Interview mit Björn Engholm zu 70 Jahren Bundesrat "Wir müssen aufpassen, dass wir nicht neue Grenzen hochziehen"

Björn Engholm bei seiner Antrittsrede im Bundesrat, 1988

© Bundesrat

Björn Engholm ist früherer Ministerpräsident von Schleswig-Holstein und einstiger Bundesratspräsident. Im Interview spricht er über seine Zeit im Bundesrat, dessen Bedeutung und wie er die Politik von heute empfindet.

Warum ist der Bundesrat so wichtig?

Ich glaube, die Erfahrung der Geschichte lehrt, wie unabdingbar es ist, Macht zu begrenzen.
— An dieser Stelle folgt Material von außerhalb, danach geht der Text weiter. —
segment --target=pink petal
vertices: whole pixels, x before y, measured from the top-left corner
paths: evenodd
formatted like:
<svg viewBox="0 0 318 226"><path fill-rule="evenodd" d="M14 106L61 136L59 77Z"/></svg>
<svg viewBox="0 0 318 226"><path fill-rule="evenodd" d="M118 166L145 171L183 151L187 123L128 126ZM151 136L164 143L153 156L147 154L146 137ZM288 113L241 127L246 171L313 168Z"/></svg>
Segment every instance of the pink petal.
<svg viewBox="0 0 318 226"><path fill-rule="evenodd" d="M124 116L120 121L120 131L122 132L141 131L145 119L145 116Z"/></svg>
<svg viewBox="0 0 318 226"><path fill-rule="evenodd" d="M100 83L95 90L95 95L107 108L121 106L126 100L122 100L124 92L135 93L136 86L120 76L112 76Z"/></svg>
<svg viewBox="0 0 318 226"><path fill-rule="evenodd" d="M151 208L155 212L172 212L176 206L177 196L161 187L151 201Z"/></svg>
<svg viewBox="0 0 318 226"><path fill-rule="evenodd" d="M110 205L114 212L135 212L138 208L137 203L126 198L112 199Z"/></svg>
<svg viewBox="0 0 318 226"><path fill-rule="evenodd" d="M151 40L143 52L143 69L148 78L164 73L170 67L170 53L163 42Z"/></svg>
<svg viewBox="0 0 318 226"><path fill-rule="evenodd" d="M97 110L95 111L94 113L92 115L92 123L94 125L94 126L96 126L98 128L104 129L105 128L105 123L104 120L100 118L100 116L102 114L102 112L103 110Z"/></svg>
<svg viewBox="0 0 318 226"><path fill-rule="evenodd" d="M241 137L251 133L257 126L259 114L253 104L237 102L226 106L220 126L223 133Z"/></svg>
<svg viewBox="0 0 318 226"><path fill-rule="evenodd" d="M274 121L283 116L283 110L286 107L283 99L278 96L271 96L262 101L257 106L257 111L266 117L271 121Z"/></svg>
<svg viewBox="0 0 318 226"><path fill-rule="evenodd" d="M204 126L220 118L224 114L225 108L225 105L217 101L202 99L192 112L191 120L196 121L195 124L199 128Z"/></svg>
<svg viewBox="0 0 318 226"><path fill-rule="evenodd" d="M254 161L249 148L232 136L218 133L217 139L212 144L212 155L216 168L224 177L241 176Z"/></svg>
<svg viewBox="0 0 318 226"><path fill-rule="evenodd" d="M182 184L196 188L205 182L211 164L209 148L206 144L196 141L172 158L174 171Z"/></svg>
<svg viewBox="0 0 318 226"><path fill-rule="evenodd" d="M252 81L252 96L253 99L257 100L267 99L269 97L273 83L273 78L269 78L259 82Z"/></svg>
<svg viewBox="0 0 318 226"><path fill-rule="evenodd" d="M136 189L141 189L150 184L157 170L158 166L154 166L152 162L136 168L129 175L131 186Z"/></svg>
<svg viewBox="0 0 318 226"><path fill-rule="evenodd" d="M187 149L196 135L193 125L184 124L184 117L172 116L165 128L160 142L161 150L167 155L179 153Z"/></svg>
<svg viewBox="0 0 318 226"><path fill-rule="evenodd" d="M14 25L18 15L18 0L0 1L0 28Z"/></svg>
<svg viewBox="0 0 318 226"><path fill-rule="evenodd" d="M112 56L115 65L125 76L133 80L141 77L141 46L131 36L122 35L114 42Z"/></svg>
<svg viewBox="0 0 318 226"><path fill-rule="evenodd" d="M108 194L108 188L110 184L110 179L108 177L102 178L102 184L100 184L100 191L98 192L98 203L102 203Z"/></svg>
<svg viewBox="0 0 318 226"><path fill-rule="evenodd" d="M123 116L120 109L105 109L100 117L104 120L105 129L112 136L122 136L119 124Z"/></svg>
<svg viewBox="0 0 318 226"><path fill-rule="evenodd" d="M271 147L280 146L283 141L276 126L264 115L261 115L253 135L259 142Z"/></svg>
Eine starke Länderkammer ist die ideale Organisationsform, um die Macht des Staates zu dezentralisieren.

Wie nehmen Sie den Bundesrat heute als politischer Rentner wahr?

Es schwingt immer eine wenig freundliche bis herbe Klage mit, dass der Bundesrat sich unter Wert verkauft. Man nimmt seine Bedeutung viel zu wenig wahr. Dabei können die Länder doch noch intensiver die Interessen der Wählerbasis vertreten als das im Bundestag möglich ist. Der Bundesrat führt ein mediales Schattendasein, weil die Debatten sind nicht so spektakulär sind, in den Medien keine Schlagzeilen hervorrufen und nicht für Einschaltquoten sorgen. Dabei ist der Bundesrat ein feines, weniger ideologisches, dafür sehr kooperatives und vor allem hoch wirksames Netzwerk. Er ist ein unverzichtbares zweites Standbein deutscher Demokratie.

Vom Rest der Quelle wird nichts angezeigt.